セクハラを訴追された加害者が無罪を証明できなければ有罪、という論理のようだが、こんなことをしたら「気に食わない奴はセクハラで訴えてやろう」となってしまう。

(5) 否定派(小林よしのり氏)の主張

小林よしのり氏は次のようなかなり乱暴な解釈をする。

{ 吉見氏の言うように「本人の意志に反した場合はすべて"広義の強制"だ」とすると、ソープランドで働いている人でも、本人がたった一言、「本当はこんな仕事したくはなかった」と言いさえすれば"広義の強制"が成り立つ。}(小林よしのり:「慰安婦」,P115<SAPIO 1997年5月28日号から転載>)

吉見氏は「本人の意志に反した場合」という言葉を使っているが、その意味は「慰安婦になることを自ら判断して決めたのでなく、それがわかったときは従わざるを得なかった」という状態を言っているのは明確である。対して、ソープランド嬢の例は「娼婦になれと言われて、しかたなくなったが、なりたくてなったわけではない」、つまり前者は本人が判断する機会をまったく与えられていないのに対して、後者はいやいやにしろ本人が判断している。

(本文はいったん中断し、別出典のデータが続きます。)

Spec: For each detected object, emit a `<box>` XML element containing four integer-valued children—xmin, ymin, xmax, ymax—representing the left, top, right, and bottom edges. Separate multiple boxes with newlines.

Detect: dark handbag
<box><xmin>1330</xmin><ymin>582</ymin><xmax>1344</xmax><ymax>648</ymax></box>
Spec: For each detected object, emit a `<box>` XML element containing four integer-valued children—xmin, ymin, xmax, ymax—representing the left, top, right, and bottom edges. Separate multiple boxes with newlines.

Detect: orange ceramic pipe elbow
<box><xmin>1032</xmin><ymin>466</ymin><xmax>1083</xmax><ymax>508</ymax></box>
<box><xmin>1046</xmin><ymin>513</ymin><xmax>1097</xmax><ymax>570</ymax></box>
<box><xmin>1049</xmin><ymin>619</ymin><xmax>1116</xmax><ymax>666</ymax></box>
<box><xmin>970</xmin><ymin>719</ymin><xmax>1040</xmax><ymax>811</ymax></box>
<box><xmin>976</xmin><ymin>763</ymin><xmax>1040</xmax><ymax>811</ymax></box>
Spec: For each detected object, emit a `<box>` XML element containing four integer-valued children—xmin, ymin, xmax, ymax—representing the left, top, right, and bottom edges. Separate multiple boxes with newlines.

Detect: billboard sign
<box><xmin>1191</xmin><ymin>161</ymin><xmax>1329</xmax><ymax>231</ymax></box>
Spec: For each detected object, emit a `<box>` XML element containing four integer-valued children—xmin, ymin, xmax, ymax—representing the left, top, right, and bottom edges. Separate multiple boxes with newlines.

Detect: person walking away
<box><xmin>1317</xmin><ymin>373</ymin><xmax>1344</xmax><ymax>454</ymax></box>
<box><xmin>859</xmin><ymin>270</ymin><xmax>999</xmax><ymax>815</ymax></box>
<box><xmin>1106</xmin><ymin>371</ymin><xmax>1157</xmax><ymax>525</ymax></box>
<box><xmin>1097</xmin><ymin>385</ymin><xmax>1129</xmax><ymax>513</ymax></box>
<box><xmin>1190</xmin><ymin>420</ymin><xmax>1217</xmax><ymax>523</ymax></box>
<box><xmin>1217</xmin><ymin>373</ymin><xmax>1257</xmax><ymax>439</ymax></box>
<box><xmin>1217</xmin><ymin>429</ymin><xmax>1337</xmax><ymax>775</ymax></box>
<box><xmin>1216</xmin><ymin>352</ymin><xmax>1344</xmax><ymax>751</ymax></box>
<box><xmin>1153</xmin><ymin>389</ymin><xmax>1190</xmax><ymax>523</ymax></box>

この差は非常に大きい。大人であれば誰でも、嫌なことをやらざるを得ない時があることはみんなわかっている。このように言葉尻をとらえて主旨を捻じ曲げ、単純化してしまうのは暴言といってよいが、残念ながら、こうしたやり方を歓迎する人たちがいるのも事実である。

(6) 挺身隊との混同

吉見氏はこの問題については軽く触れている。

{ 1943年以降、朝鮮人の戦争への動員は激増した。43年度の労務動員数は総督府斡旋だけでも13万人余、1944年度にはさらに増え40万人余その他に100万人が必要とみられていた。徴兵制も施行され、労働者の不足は激しくなった。そこで1944年、総督府は「女子遊休労力の積極的活用」という名目で、女性の動員を行なうこととし、新規学校卒業者と満14歳以上の未婚者の全面的動員体制を確立しようとした。このような中でつぎのような状況が出現した。

勤労報国隊の出動をも斉しく徴用なりとなし、一般労務募集に対しても忌避逃走し、或いは不正暴行の挙に出ずるものあるのみならず、未婚女子の徴用は必至にして、中には此等を慰安婦となすが如き荒唐無稽なる流言巷間に伝わり、此等悪質なる流言と相俟って、労務事情は今後ますます困難に赴くものと予想せらる。(内務大臣請議「朝鮮総督府部内臨時職員設置制中改正の件」1944年6月27日)

14歳以上の未婚の女性はすべて動員されるだけでなく、慰安婦にされるという噂が、44年中に深く広がっていたことがわかる。… この噂は、若い女性たちをパニックに陥れた。経済的に余裕のある家庭では、娘を女学校から退学させて田舎に隠したり、いそいで結婚させたりした。}(吉見:「従軍慰安婦」,P100-P101)

このあとのことは秦氏の文献から引用する。

{ 挺身隊と慰安婦を混同する当時の風説は戦後も継承され、元挺身隊員は慰安婦とまちがえられるのを恐れて名乗りたがらぬ傾向がつづいた。… 90年秋に結成された挺対協でも、この混同問題はあらためて論議された。山下英愛(日韓混血の梨花女子大学院生)は次のように書く。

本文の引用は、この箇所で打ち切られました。